Nietzsche, “Tanrı Öldü” der ve ardından şunu ekler; “Onu siz öldürdünüz!” İyi de nasıl? Tanrı kavramı ilk adımlarını atan bir medeniyetin koruyucu figürüydü. Ona açıklayamadığı şeylerin izahı konusunda sunulan kilit taşıydı. Karanlıkta kalan küçük bir çocuk gibi dünyaya baktığında, orada gördüğü ama anlayamadığı ne varsa böyle izah etmeyi tercih etti. Halbuki gün geldi, insan artık buna ihtiyaç duymaz oldu. Tanrı erkin ve toplumsal düzenin sağlanması noktasında bir simge iken artık yasalar ve yasa koyucular bu rolü üstlenir hale geldi. Bunun haricinde bireyin tanrı olmadan da ahlaklı olabileceği fikri iyiden iyiye yaygınlaştı. Tanrıyı öldürdü; zira artık onun sayesinden çıkmak ve kendi yolunu çizmek zorundaydı. Bunun adımını da baba figürünü ortadan kaldırarak yaptı. Bu bireyin de medeniyetin de yükselişinin bir işaretidir aslında. Artık tür olarak gözetilen değil de gözeten olacak hale geldiği bilinciyle doğayı incelemeye başladı, merkezde zaten kendisinin olduğunu düşündüğü halde bu düşünceye daha hırsla sarıldı ve nihayetinde yaratıcılık kisvesini de kendisinde arar oldu. Makinelerin ortaya çıkışındaki anahtar nokta da budur. İnsanın gelişiminin saklı olduğu bir sandık hayal edelim. Yaratıcılığa ulaşan manevi arayış bu kilidi açacak ve karşımızda hakikat belirecektir. İnsanın kimliği ve kendine dair tanımları değiştikçe, yaşamını dayandırdığı bütün kavramlar da değişir; haliyle, ürettiği ve tükettiği de bunları kapsadığı için, yaşamı kökten bir dönüşüm ya da Kafkaesk deyimle metamorfoz’a uğrayacaktır.
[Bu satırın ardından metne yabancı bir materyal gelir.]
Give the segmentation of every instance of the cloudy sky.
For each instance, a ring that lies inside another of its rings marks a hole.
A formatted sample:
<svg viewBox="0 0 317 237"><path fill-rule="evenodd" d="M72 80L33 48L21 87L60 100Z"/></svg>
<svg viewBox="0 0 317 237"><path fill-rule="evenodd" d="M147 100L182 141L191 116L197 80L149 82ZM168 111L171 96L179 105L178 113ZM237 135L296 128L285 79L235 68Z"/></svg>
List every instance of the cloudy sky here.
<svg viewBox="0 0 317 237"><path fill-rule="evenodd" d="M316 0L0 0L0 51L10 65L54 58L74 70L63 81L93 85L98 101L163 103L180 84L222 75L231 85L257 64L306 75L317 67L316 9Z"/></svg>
Makinelerin icadı insanlığın gelişimini hızlandırdı; araba, televizyon, telefon ve bilgisayar gibi gündelik araçların yanı sıra sağlık, eğitim ve diğer teknik alanlarda kullanılan mekanik aygıtların gelişimi medeniyetimizin yaşama şeklini temelli bir biçimde değiştirdi. Bütün bilimkurgu eserlerinde de bu teknolojik ilerlemenin etkilerini görmekteyiz zaten. İnsanlığın ilerleyişini gözlemlediğimiz süreçte en ilkel adımlardan bugüne değin sürdürdüğü meta ilişkisi ve üretim-tüketim anlayışı tarihsel ilerleyişini şekillendirme hususunda belirleyici bir öneme sahip. Bu da demektir ki, ürettiği ve tükettiği neyse ona dönüşmesi kaçınılmazdı. 20. yüzyıl işte bu cümlelerin açılımları üzerine yapılan yorumlarla şekillendi.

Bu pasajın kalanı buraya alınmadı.